Objets connectés
Le Parlement européen et les Etats membres de l’UE ont trouvé un accord sur une législation pour encadrer l’usage des milliards de données générées par les objets connectés et mieux exploiter leur potentiel économique.
Voitures, téléphones, assistants personnels… Les objets du quotidien génèrent un volume des données qui explose. Au niveau mondial, il devrait passer de 33 zettaoctets (milliers de milliards de milliards d’octets) en 2018 à 175 zettaoctets en 2025, selon la Commission européenne.
Les applications possibles sont nombreuses. Le propriétaire d’une voiture peut par exemple vouloir partager les données de ses trajets pour obtenir de meilleurs tarifs. Les données agrégées de millions d’utilisateurs peuvent contribuer à développer ou à améliorer des services d’information routière.
Pourtant on estime que 80% des données industrielles restent aujourd’hui inexploitées.
Les eurodéputés et les pays membres de l’UE ont trouvé un accord tard mardi soir sur le texte d’un nouveau règlement présenté par la Commission en février 2022 pour lever les freins à leur utilisation.
La législation, qui s’appliquera à partir de 2025 à tous les secteurs économiques, mais pourra être complétée par des règlements sectoriels spécifiques, établit qui peut créer de la valeur à partir des données, et dans quelles conditions.
Elle vise à assurer à la fois plus d’équité dans l’accès aux données par les entreprises, à créer de nouveaux services innovants et à permettre des prix plus compétitifs pour les services après-vente et la réparation des objets connectés.
L’objectif est de générer 270 milliards d’euros de produit intérieur brut (PIB) supplémentaire dans l’UE d’ici à 2028.
Le règlement octroie aux consommateurs un accès aux données qu’ils génèrent, alors qu’elles sont souvent récoltées exclusivement par les fabricants.
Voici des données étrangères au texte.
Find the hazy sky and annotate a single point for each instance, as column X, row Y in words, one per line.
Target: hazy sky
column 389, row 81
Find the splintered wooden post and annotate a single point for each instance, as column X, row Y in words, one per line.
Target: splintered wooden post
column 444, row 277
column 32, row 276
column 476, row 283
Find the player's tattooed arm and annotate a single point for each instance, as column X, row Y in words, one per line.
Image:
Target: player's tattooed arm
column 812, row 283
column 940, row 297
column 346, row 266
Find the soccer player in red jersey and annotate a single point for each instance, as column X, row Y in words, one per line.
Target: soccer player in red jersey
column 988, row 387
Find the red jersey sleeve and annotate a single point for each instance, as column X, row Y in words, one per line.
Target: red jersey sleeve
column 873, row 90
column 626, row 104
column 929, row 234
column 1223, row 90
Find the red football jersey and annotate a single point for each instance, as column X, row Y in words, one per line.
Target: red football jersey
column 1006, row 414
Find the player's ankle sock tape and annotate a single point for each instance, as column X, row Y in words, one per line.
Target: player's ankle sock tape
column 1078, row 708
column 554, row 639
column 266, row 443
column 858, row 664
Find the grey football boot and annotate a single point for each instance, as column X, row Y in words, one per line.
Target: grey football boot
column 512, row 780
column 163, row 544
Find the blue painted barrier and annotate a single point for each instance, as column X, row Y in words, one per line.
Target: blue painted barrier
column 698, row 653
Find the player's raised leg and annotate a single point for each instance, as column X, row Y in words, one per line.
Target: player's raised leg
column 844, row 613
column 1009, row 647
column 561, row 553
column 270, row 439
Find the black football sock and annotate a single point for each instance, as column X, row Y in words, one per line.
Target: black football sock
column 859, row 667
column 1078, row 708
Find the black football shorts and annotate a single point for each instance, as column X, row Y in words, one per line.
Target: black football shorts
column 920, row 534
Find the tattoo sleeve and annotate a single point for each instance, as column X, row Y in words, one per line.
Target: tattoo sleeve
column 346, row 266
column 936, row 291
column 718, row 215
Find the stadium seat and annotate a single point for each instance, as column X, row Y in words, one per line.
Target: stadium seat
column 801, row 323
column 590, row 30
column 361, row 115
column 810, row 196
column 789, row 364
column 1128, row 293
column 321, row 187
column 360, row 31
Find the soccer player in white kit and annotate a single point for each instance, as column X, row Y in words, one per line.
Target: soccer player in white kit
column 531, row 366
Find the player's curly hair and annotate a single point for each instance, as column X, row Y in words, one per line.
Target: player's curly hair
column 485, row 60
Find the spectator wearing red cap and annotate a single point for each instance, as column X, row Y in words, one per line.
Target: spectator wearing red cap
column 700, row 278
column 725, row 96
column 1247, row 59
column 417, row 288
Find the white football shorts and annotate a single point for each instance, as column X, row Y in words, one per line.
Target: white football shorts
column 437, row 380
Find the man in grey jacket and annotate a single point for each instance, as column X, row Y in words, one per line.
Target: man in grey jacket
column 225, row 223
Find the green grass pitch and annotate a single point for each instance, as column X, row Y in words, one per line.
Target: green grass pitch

Il autorisera leur partage avec des entreprises tierces pour la fourniture de services.
Il cherche aussi à maintenir l’incitation des fabricants à investir dans la production de données. Il prévoit une indemnisation pour les frais liés au transfert de leurs données et empêche leur exploitation pour développer un produit concurrent.
Il entend préserver l’accès des PME aux données en les protégeant notamment des clauses abusives imposées par de grands groupes.
Il autorise l’accès des organismes publics aux données des entreprises privées pour faire face à des situations d’urgence ou mener à bien certaines missions.
Les clients des services de « cloud » (hébergement de données à distance) pourront par ailleurs changer plus facilement de fournisseur.
Cette loi « garantira que les données industrielles sont partagées, stockées et traitées dans le plein respect des règles européennes. Elle créera une économie des données florissante, innovante et ouverte », s’est félicité le commissaire européen au Marché intérieur, Thierry Breton, qui a porté le projet.
Les associations de consommateurs ont cependant dénoncé « une occasion manquée ». « Les institutions européennes ont accordé trop de flexibilité aux entreprises qui pourront empêcher les consommateurs de partager leurs données avec d’autres fournisseurs de services au motif d’un secret commercial », a critiqué Ursula Pachl, directrice générale adjointe du Bureau européen des unions de consommateurs (BEUC).
Bien que favorable à l’instauration d’un cadre légal, les grandes entreprises du numérique craignent elles de perdre le contrôle sur une ressource précieuse.
« Malheureusement, l’accord conclu ne fait pas assez pour permettre un partage responsable des données par les entreprises et ne laisse pas non plus les utilisateurs libres de décider comment ils veulent utiliser leurs données exportées », a regretté Alexandre Roure, directeur des politiques publiques du CCIA, le lobby des géants de la tech.